Favorite books meme

Apr 07, 2005 23:45

Because I never post anything, and I always want to do these memes. Stolen from kitestringer:

1. Choose five of your all time favorite books.
2. Take the first sentence of the first chapter and make a list in your journal.
3. Don't reveal the author or the title of the book.
4. Now everyone try and guess.



Revealing the two, sad, unguessed lines.

1. "In my younger and more vulnerable years my father gave me some advice that I've been turning over in my mind ever since."

2. "It was a funeral to which they all came. They gathered in the chapel beside the cemetery gate. Six gray horses were hitched to a caisson that would carry the coffin to the grave."
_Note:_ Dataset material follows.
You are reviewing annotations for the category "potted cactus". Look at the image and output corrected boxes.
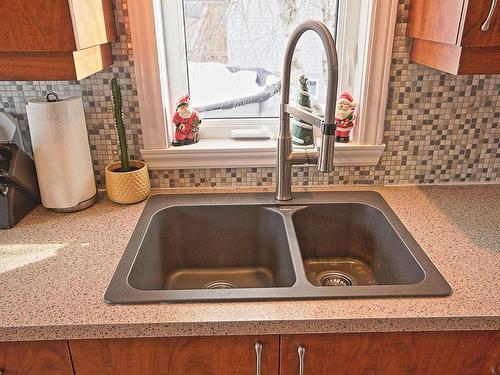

3. "On an exceptionally hot evening early in July a young man came out of the garret in which he lodged in S. Place and walked slowly, as though in hesitation, towards K. bridge."

4. "First Lieutenant Jimmy Cross carried letters from a girl named Martha, a junior at Mount Sebastian College in New Jersey."

5. "I'm thinking of asking the servants to wax my change before placing it in the Chinese tank I keep on my dresser."

They aren't all necessarily my favorites, but they were the first ones that came to my mind. And Number One is definitely my number one. I actually prefer to read plays and short stories, but didn't want to cheat. And this is a hint, but I'm embarrassed to say that all of the authors are white males. But at least they aren't all straight!

1. Guessed by marinwood, theholyinnocent and rileyc. The Great Gatsby, by F. Scott Fitzgerald. Probably a cliche choice, but I adore the writing in that novel. There are still phrases that pop into my head frequently.

2. From Neil Sheehan's "A Bright, Shining Lie," the Pulitzer-Prize winning account of John Paul Vann, an American soldier who started out as an idealist planner and supporter of the war in Vietnam and ended up a disillusioned opponent. A riveting and disturbing look at a hero first admired, then reviled and ultimately vindicated. An American tragedy.

3. Guessed by marinwood. Crime and Punishment by Fyodor Dostoevsky. I hated the book for the first five thousand pages. I kid - I know it's not that long. But it took me forever to get into it, and then once I did, I didn't want to put it down.

4. From "The Things They Carried," by Tim O'Brien. I'm going to shamelessly lift from the Amazon review, because I think it really sums up the book. "... this sly, almost hallucinatory book that is neither memoir nor novel nor collection of short stories but rather an artful combination of all three. Vietnam is still O'Brien's theme, but in this book he seems less interested in the war itself than in the myriad different perspectives from which he depicts it. Whereas Going After Cacciato played with reality, The Things They Carried plays with truth. The narrator of most of these stories is "Tim"; yet O'Brien freely admits that many of the events he chronicles in this collection never really happened. He never killed a man as "Tim" does in "The Man I Killed," and unlike Tim in "Ambush," he has no daughter named Kathleen. But just because a thing never happened doesn't make it any less true." (I love that last line.)

O'Brien also wrote a dark, intriguing murder mystery called In the Lake of the Woods, which is worth checking out.

5. Guessed by marinwood and noir_moll. Naked, by David Sedaris. The man's recollections are hilarious and often poignant. Whenever I read one of his books while taking public transportation, I invariably scare my fellow commuters with inappropriate loud laughter.